DI Roberto Pecchioli
Identità, comunità e amor di Patria al tempo del mondialismo apolide
Il futuro appartiene a chi possiede una storia e riesce a raccontarla. Ma una storia, per essere tale, non è mai un parto individuale: è sempre la narrazione di un “Noi” che incarna un’origine, un percorso e un destino. La nostra Italia, nonostante tutto, ha ancora una storia da raccontare: sono i mille tasselli di una Civiltà profonda, che affonda le radici nel genio dei nostri antenati e nell’orizzonte dei nostri figli. Questo patrimonio perenne – di fatto – rappresenta la nostra Tradizione, colonna portante di quella comunità organica che popola la nostra Patria.
La post-modernità – liquida e apolide – ha scelto di annegare le differenze nel calderone multiculturale dell’uniforme, rimodellando il pianeta sullo schema omologante della cosmopoli globale: dal livellamento dei popoli alla distruzione del sacro; dal superamento dei confini alle migrazioni di massa; dalla sovversione degli equilibri sociali al capitalismo della sorveglianza; dalla mistica dei diritti soggettivi alla religione del progresso; dalla demolizione degli Stati sovrani alla tirannia degli apparati burocratici; dallo strapotere delle élite finanziarie all’egemonia dei colossi digitali. Il rullo compressore del mondialismo – votato all’affermazione di una “società aperta” senza volto – sta travolgendo ogni espressione specifica in nome di una globalizzazione che è delle merci e del linguaggio, ma anche dei corpi e delle anime.
La nostra Italia è in via di estinzione: afflitta dalla denatalità, invasa da esodi biblici, umiliata dai meccanismi sovranazionali, smembrata da svendite e privatizzazioni, ferita da mafie e corruzione, comprata all’asta da predoni e speculatori stranieri; un Paese stanco e sottomesso, che esporta cervelli ed importa guai, nella totale indifferenza di una classe politica dalle inclinazioni esterofile ed anti-nazionali.
Sull’orlo del baratro, allora, occorre reagire: è necessario riaffermare la vitale armonia delle nostre radici e della nostra identità, dei nostri retaggi e dei nostri princìpi, dei nostri riti e dei nostri miti. Occorre un sincero elogio dell’appartenenza, che riaccenda l’idem sentire di un popolo che ha bisogno di tornare sovrano, ritessendo la trama del proprio spirito nazionale. Perché una Patria, anzitutto, resta integra quando si salvano i suoi valori e la sua capacità di trasmetterli.
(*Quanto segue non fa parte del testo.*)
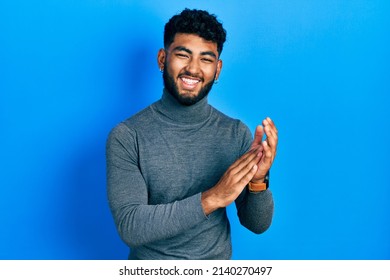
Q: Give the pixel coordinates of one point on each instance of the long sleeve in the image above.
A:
(138, 222)
(255, 210)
Questo saggio, scritto sotto forma di “Lettera ad un ragazzo della classe 2020”, è un affascinante viaggio attorno ai concetti di appartenenza e di comunità, attraverso le mille tracce di una cultura libera e dissidente. “Amo il mio Paese perché è mio”, si diceva un tempo: ciò che abito, condivido e riconosco – dunque – rappresenta il mio orizzonte di senso. Queste pagine, coraggiose e controcorrente, porgono al lettore il testimone di un’esortazione vitale: “Diventa ciò che sei”.